Micro-minutes on Your Way to Work
Days are unusual. The owl sends out 5 zeroes from the pines plus one small silver nothing. Where do they float? Maybe out to sea, where jellyfish are aging left & right. They have some nerve. Today, no new wars, probably. No big button. The owl could be your scholar of trapped light or Walter Benjamin who writes a storm blows in from paradise. Thinking through these things each week, you cross the bridge: gold coils, fog, feelings… syllables also can grow younger like those jellyfish. You bring your quilt of questions in the car. At work, you’ll have to be patient at the risky enterprise of talking to other people; so little progress in this since the Pleistocene. Mostly, though, you’re calm when traveling: silver nothing, moving right & left; day releasing the caged stars; one thought mixed with no-thought, packed with light… for MK
Copyright © 2018 by Brenda Hillman. Originally published in Poem-a-Day on May 2, 2018, by the Academy of American Poets.
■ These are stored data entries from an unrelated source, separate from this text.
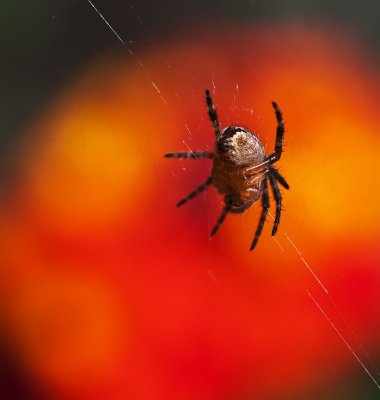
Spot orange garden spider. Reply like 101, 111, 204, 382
165, 90, 289, 250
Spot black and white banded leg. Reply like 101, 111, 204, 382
176, 176, 212, 207
270, 166, 289, 190
210, 199, 232, 237
205, 89, 221, 136
250, 178, 270, 251
267, 101, 285, 163
229, 201, 254, 215
269, 175, 282, 236
165, 151, 214, 159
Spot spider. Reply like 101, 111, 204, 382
165, 89, 289, 250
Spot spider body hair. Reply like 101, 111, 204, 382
165, 89, 289, 251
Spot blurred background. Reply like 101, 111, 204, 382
1, 1, 379, 399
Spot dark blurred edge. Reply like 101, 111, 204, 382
0, 0, 379, 397
0, 332, 52, 400
0, 0, 379, 158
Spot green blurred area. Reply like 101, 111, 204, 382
0, 0, 379, 154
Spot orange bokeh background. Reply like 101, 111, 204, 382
1, 24, 379, 399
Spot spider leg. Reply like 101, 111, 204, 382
269, 174, 282, 236
250, 178, 270, 251
241, 159, 272, 177
243, 165, 289, 193
272, 102, 285, 159
205, 89, 221, 136
264, 101, 285, 164
210, 200, 232, 237
165, 151, 214, 159
229, 201, 254, 214
270, 167, 289, 190
176, 177, 212, 207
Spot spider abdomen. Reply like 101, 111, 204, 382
216, 126, 265, 166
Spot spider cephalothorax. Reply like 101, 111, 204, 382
165, 89, 289, 251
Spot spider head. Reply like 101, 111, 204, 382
216, 126, 265, 166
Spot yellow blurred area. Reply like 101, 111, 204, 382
234, 44, 380, 249
290, 118, 380, 238
17, 59, 177, 236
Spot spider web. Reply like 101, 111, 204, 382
83, 1, 380, 391
2, 0, 380, 399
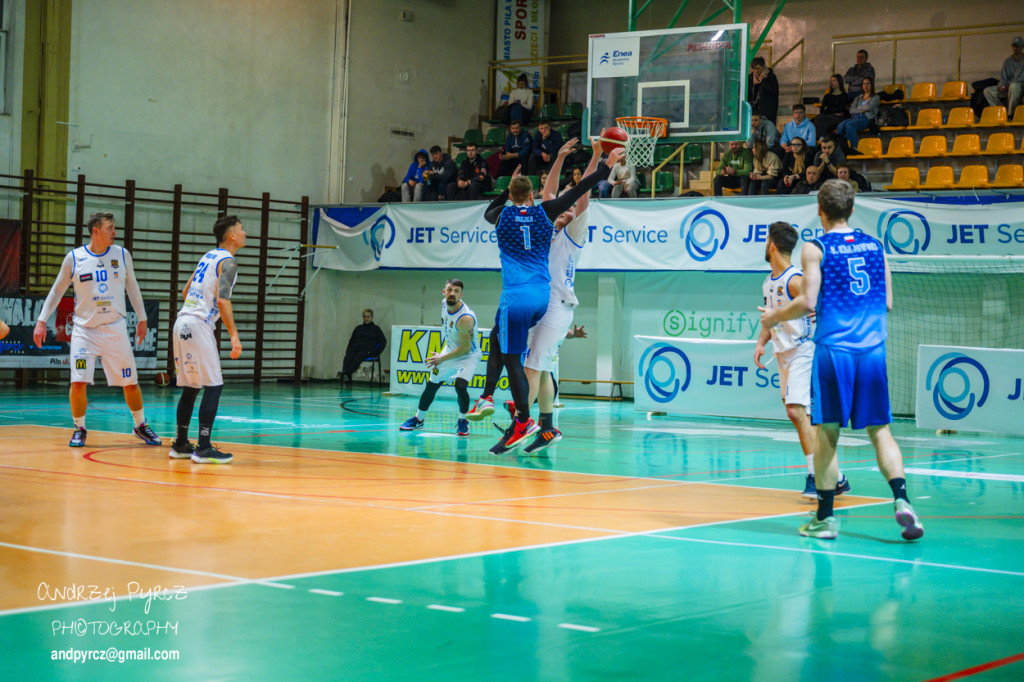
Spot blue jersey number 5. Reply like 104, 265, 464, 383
848, 257, 870, 295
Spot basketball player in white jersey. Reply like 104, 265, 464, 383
400, 278, 482, 436
32, 211, 161, 448
169, 215, 245, 463
517, 136, 597, 454
754, 222, 849, 499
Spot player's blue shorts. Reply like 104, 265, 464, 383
495, 285, 550, 356
812, 341, 892, 429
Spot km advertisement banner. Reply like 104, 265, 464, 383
313, 196, 1024, 273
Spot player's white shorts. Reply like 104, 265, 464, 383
69, 318, 139, 386
777, 342, 814, 409
524, 303, 574, 372
173, 316, 223, 388
428, 350, 482, 384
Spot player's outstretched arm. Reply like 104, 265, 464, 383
544, 137, 578, 201
123, 249, 148, 345
575, 134, 604, 216
540, 148, 622, 220
216, 259, 242, 359
33, 252, 74, 348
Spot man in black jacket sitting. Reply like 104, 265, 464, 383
340, 309, 387, 386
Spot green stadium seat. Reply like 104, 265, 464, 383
484, 175, 512, 196
454, 129, 483, 149
482, 127, 506, 148
683, 144, 703, 165
538, 103, 560, 121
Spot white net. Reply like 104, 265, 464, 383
617, 118, 666, 168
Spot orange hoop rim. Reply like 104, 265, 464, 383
615, 116, 668, 138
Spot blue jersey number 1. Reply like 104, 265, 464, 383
520, 225, 531, 250
848, 257, 870, 295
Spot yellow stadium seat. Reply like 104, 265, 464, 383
883, 167, 920, 191
882, 83, 906, 97
905, 82, 937, 102
979, 106, 1008, 127
848, 137, 883, 159
1009, 107, 1024, 127
908, 109, 943, 129
915, 135, 947, 157
883, 136, 916, 158
956, 165, 990, 189
981, 132, 1016, 155
944, 108, 976, 128
990, 164, 1024, 188
950, 134, 981, 156
919, 166, 955, 190
937, 81, 968, 101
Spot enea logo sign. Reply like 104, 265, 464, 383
599, 50, 633, 66
638, 343, 691, 403
876, 209, 931, 255
363, 216, 396, 261
926, 352, 990, 420
680, 208, 730, 262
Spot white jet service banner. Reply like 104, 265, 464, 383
311, 196, 1024, 273
916, 345, 1024, 435
633, 336, 784, 420
388, 324, 556, 402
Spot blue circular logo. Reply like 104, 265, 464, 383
876, 209, 931, 255
638, 343, 691, 403
363, 216, 396, 261
925, 352, 989, 420
680, 208, 729, 262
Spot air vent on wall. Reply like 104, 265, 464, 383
389, 127, 415, 140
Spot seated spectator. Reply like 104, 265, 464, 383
837, 77, 881, 149
599, 156, 640, 198
533, 171, 549, 200
422, 146, 457, 201
780, 104, 816, 154
446, 143, 491, 200
558, 166, 584, 196
528, 121, 564, 175
713, 140, 753, 196
844, 49, 875, 101
748, 56, 780, 123
814, 74, 849, 139
813, 134, 846, 181
777, 137, 813, 195
984, 37, 1024, 117
340, 309, 387, 386
401, 149, 429, 202
792, 164, 824, 195
747, 112, 780, 152
836, 164, 871, 192
504, 73, 535, 125
497, 121, 532, 177
746, 140, 782, 195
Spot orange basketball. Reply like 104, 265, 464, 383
598, 126, 629, 151
154, 371, 171, 387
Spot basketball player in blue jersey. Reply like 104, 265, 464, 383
399, 278, 482, 436
761, 180, 923, 540
468, 141, 624, 453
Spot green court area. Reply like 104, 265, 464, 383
2, 383, 1022, 681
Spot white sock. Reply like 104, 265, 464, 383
131, 409, 145, 427
73, 416, 86, 429
806, 454, 814, 475
415, 410, 425, 420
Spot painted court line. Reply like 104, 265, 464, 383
309, 589, 343, 597
559, 623, 601, 633
923, 651, 1024, 682
426, 604, 465, 613
902, 467, 1024, 483
491, 613, 531, 623
366, 597, 402, 604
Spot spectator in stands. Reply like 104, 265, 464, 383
528, 121, 564, 175
748, 56, 780, 123
984, 37, 1024, 117
777, 136, 813, 195
713, 140, 754, 196
747, 112, 780, 152
423, 146, 457, 201
533, 171, 548, 200
339, 309, 387, 386
599, 156, 640, 198
844, 50, 875, 100
505, 73, 535, 125
837, 77, 880, 149
401, 149, 430, 202
780, 104, 816, 154
813, 134, 846, 181
815, 74, 849, 140
747, 139, 782, 195
447, 143, 491, 200
558, 166, 584, 196
792, 164, 823, 195
837, 164, 871, 192
498, 121, 532, 177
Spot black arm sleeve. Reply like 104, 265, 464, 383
484, 189, 511, 224
540, 162, 611, 219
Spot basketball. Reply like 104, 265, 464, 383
598, 126, 629, 151
154, 371, 171, 387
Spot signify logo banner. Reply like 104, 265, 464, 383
926, 352, 990, 420
662, 310, 760, 340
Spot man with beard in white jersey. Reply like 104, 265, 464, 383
400, 278, 482, 435
33, 211, 161, 448
755, 222, 849, 499
168, 215, 245, 464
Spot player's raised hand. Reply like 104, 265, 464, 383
32, 320, 47, 348
512, 164, 522, 178
230, 334, 243, 359
592, 128, 606, 156
604, 146, 625, 167
568, 324, 587, 339
557, 138, 578, 158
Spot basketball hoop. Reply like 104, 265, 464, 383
615, 116, 668, 167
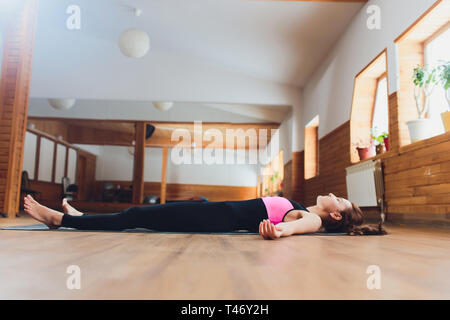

“I’ve been working on and off for about a decade with a procedural form inspired by a Jena Osman essay; the form is six words per line, twenty-four lines. (I try to be strict but sometimes give or take a word or two and consider hyphenated words to be one.) I have used it for some ecopoetic pieces and also for pieces about odd emotions. The challenge is to put a lot of existence in a short space, which is what interests me in poetry in general. This poem originated at dawn when I heard an owl in a Berkeley treetop; I was thinking about the commute of a friend who has to do a lot of work in the public sphere. I often think about non-human energy and life that goes in and out of consciousness simultaneously with historical events. The poem also refers to Walter Benjamin’s ideas about history as well as a sense that thought and light are both something and nothing.”